Bild: Hier will man sich nicht in die autonome Bilanz einrechnen lassen: Verbar…
BERLIN/HAMBURG taz | Was wird das wohl jetzt wieder gekostet haben? Es ist
Samstagnachmittag, vor der Walpurgisnacht im Hamburg. Und hier in der
Bernhard-Nocht-Straße am Astraturm sind gerade Steine auf dieses
umstrittene Symbol der Stadtumwandlung geflogen. Farbflecken an den
Glasfassaden, eine Scheibe ging zu Bruch, Scherben liegen umher. Und
gegenüber brennt ein Auto der Bundeswehr.
Diese Fenster, dieses Auto sind der kleine Teil eines großen Geschäfts. Es
ist das Geschäft mit dem Randalewert. Und es scheint, als bekäme es eine
neue Bedeutung. Denn während in Berlin autonome Gruppen stolz die Summen
ihrer Demolierungen zusammenrechnen, hat in Hamburg auch ein Investor
entdeckt, welche Produktivkräfte die Kosten der Zerstörung haben können.
Sein Name ist Hansmartin Kretschmer.
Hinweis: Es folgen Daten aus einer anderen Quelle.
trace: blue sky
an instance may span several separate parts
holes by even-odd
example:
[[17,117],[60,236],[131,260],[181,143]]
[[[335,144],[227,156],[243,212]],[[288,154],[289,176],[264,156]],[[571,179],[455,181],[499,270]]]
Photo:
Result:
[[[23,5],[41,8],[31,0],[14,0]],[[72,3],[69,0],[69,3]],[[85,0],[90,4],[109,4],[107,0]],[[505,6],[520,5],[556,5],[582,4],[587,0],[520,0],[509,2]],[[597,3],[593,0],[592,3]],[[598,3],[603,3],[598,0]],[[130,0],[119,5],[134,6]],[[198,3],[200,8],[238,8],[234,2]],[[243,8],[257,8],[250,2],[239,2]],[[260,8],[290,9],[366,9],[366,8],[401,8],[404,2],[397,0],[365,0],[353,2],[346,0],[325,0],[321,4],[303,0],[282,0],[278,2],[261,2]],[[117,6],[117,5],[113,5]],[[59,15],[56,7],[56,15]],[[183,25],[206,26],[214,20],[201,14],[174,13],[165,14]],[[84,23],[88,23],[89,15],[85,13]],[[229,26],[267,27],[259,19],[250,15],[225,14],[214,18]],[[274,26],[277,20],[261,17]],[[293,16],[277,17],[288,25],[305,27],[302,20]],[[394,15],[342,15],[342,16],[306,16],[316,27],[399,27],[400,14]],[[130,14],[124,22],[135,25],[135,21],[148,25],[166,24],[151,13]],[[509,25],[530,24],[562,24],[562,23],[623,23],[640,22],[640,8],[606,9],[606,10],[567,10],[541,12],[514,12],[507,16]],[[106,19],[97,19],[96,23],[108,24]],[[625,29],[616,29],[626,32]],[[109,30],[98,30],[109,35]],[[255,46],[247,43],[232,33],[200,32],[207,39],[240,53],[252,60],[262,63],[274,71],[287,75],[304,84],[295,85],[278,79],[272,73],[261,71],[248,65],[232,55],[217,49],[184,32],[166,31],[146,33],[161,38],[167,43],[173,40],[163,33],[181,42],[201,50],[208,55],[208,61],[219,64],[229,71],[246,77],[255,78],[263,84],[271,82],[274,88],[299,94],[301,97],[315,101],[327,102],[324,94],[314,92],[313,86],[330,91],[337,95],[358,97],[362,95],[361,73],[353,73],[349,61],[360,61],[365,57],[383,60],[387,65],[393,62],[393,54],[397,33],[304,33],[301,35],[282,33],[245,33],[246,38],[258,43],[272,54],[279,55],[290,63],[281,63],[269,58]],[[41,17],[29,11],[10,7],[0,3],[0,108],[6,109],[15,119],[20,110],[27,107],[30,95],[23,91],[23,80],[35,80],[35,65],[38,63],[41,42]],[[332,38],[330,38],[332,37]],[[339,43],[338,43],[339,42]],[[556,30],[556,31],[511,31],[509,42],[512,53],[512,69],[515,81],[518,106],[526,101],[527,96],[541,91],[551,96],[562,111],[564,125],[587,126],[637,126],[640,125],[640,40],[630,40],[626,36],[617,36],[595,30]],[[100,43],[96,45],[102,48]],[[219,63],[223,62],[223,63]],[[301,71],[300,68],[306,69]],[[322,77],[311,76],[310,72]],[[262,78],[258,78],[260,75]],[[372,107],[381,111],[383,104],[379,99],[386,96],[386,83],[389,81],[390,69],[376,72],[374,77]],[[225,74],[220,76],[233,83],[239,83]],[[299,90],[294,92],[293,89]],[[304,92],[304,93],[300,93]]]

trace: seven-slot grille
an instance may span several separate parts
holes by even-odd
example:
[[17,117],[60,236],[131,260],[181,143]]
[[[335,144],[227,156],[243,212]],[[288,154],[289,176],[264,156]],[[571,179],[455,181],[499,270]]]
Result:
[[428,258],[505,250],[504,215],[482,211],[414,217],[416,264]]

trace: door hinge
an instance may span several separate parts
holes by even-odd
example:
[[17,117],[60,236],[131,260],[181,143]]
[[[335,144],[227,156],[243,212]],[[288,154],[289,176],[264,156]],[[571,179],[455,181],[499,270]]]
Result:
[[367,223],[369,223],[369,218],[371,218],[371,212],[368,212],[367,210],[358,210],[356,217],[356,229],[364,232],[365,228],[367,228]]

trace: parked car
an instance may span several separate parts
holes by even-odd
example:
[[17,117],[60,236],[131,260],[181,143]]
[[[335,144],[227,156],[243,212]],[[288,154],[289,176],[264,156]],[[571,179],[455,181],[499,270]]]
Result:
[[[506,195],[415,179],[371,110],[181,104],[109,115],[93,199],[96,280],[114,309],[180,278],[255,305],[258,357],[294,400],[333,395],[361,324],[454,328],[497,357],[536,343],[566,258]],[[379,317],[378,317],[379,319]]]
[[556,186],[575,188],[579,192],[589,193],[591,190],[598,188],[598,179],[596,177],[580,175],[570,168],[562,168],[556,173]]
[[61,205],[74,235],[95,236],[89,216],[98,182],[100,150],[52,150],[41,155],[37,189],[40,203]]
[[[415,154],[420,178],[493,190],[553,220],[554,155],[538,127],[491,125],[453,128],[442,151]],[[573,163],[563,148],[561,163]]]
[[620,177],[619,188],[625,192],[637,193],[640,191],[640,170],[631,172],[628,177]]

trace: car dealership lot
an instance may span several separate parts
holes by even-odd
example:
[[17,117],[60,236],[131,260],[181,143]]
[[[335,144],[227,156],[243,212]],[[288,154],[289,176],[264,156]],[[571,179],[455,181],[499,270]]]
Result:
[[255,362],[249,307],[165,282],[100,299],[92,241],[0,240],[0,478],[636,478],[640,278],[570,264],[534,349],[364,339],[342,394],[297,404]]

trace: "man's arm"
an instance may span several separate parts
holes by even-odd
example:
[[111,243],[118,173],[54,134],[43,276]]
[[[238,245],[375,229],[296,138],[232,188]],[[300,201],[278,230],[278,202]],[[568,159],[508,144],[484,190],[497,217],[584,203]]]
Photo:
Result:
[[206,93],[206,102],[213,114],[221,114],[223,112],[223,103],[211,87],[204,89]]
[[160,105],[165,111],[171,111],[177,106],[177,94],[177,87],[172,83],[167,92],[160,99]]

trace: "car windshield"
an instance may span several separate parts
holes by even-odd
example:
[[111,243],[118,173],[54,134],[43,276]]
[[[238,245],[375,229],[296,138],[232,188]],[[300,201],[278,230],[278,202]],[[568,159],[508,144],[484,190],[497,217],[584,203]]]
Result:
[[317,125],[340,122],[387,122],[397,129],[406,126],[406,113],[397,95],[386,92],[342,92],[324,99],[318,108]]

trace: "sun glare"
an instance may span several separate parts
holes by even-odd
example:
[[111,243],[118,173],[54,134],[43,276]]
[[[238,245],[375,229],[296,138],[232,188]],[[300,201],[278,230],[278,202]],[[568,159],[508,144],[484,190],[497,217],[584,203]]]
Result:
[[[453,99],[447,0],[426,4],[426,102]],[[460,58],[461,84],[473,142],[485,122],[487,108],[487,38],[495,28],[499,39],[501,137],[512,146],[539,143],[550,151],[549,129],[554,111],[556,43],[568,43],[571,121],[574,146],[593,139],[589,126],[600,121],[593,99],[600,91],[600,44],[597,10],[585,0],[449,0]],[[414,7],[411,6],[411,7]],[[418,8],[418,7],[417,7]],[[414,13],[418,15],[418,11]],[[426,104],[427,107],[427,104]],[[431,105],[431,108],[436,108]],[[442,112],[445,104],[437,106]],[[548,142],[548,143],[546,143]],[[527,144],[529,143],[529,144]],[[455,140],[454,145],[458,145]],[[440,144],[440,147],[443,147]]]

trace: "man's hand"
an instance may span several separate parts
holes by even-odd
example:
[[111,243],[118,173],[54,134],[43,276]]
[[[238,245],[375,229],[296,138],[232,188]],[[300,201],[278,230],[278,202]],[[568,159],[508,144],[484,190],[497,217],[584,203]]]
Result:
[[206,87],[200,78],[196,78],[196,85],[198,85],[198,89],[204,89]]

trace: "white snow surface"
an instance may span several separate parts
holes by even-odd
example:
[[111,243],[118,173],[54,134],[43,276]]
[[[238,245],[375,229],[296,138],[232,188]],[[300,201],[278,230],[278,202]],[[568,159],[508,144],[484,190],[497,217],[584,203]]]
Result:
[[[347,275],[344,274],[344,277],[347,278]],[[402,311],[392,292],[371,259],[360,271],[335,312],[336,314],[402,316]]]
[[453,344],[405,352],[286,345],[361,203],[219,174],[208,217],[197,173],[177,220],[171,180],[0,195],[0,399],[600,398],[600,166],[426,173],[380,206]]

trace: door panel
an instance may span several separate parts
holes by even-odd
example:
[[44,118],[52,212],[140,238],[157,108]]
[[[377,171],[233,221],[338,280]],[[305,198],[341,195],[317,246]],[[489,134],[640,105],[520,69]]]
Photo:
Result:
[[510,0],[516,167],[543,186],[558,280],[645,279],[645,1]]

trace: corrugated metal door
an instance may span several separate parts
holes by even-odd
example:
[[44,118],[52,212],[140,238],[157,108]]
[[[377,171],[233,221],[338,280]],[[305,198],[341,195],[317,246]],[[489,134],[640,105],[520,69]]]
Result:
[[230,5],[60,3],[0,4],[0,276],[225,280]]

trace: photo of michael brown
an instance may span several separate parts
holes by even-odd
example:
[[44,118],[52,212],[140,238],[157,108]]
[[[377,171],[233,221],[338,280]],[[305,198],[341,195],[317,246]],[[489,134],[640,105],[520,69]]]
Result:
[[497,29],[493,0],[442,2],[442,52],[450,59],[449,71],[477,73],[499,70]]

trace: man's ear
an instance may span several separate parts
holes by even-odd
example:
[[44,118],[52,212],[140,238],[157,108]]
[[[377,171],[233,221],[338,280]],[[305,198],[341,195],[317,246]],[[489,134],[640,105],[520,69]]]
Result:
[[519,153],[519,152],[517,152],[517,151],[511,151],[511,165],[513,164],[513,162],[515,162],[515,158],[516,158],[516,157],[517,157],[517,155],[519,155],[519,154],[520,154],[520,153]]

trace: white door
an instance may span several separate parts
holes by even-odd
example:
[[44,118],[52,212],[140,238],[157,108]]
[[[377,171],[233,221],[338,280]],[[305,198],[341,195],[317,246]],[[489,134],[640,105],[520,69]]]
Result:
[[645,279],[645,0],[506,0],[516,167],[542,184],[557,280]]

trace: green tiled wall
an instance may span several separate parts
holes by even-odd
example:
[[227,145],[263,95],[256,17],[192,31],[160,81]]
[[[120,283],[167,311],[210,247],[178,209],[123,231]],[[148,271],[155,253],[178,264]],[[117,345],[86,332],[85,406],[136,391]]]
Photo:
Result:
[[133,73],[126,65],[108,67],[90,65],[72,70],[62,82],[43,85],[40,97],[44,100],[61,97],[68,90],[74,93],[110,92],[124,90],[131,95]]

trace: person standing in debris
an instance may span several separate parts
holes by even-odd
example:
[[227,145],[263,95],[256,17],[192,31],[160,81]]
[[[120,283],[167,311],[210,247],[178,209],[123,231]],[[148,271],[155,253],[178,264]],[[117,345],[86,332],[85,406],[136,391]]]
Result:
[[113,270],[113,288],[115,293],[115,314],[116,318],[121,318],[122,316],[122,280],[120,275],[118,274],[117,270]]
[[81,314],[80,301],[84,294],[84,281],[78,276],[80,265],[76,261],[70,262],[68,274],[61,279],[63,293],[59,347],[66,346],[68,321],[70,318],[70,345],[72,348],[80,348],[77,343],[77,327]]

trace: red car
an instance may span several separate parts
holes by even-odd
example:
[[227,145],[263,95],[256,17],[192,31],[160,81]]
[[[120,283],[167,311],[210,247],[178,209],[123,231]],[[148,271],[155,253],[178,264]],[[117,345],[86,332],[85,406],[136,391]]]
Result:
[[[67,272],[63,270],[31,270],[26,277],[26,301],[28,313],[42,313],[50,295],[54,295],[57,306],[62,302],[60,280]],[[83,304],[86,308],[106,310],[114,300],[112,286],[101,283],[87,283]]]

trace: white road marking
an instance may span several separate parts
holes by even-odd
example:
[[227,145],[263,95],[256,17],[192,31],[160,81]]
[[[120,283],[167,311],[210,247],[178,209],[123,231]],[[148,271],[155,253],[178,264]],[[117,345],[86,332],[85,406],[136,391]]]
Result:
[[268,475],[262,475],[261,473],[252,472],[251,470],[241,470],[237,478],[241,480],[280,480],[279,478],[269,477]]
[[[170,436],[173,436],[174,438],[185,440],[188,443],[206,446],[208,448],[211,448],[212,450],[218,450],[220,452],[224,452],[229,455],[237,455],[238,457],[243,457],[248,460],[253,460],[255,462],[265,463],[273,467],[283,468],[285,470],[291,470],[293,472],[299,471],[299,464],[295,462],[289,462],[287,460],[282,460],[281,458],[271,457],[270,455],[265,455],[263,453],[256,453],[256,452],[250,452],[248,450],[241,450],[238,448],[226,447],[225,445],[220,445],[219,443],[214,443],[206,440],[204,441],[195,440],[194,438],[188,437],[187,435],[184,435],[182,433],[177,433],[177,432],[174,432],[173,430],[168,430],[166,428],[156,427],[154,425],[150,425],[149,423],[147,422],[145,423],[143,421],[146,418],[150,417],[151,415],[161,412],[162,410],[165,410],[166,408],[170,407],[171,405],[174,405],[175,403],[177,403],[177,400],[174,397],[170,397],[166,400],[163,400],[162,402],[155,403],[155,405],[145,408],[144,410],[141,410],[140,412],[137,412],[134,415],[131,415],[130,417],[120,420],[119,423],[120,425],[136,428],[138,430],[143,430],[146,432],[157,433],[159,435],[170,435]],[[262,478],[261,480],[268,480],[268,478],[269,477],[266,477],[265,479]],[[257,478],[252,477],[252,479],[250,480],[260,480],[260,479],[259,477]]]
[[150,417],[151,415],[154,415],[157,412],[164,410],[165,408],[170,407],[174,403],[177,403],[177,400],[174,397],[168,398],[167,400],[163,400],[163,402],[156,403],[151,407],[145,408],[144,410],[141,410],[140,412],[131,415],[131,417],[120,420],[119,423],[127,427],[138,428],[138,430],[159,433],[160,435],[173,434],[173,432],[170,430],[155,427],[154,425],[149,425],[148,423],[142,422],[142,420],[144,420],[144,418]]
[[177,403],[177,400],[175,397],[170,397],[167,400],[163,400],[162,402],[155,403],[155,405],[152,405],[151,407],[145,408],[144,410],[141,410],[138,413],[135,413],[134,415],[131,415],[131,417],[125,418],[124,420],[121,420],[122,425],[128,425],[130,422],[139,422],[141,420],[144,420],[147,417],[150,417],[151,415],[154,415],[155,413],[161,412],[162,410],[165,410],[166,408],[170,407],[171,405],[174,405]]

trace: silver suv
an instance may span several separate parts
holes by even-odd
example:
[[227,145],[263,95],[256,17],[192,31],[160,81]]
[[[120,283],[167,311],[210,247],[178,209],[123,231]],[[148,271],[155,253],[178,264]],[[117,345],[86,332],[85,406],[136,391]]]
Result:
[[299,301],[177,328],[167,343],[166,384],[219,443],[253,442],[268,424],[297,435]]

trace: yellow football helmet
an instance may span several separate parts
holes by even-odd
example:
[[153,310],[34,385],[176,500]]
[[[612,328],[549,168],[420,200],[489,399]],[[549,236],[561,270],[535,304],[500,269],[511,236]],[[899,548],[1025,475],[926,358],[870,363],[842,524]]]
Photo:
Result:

Und sein Geschäft ist nicht einfach.
Kretschmer besitzt etwas, das umso mehr wert ist, desto größer der Streit
darum wird. Das Grundstück, auf dem die berühmte Rote Flora steht, ein
Kulturzentrum, das seit 21 Jahren besetzt ist. Es ist ein autonomer Raum
und ein Symbol, für das in der Walpurgisnacht am Wochenende wieder tausende
Menschen in Hamburg auf die Straße gingen, für das einige auch zu den
Steinen griffen. Kretschmer will es verkaufen. Und er würde sicher einiges
darum geben, den Randalewert dieses Wochenendes zu erfahren.
"Für jede Räumung eine passende Antwort: Eine Million Sachschaden." Das
steht auf einem Plakat, das die autonome Szene in Berlin derzeit verteilt.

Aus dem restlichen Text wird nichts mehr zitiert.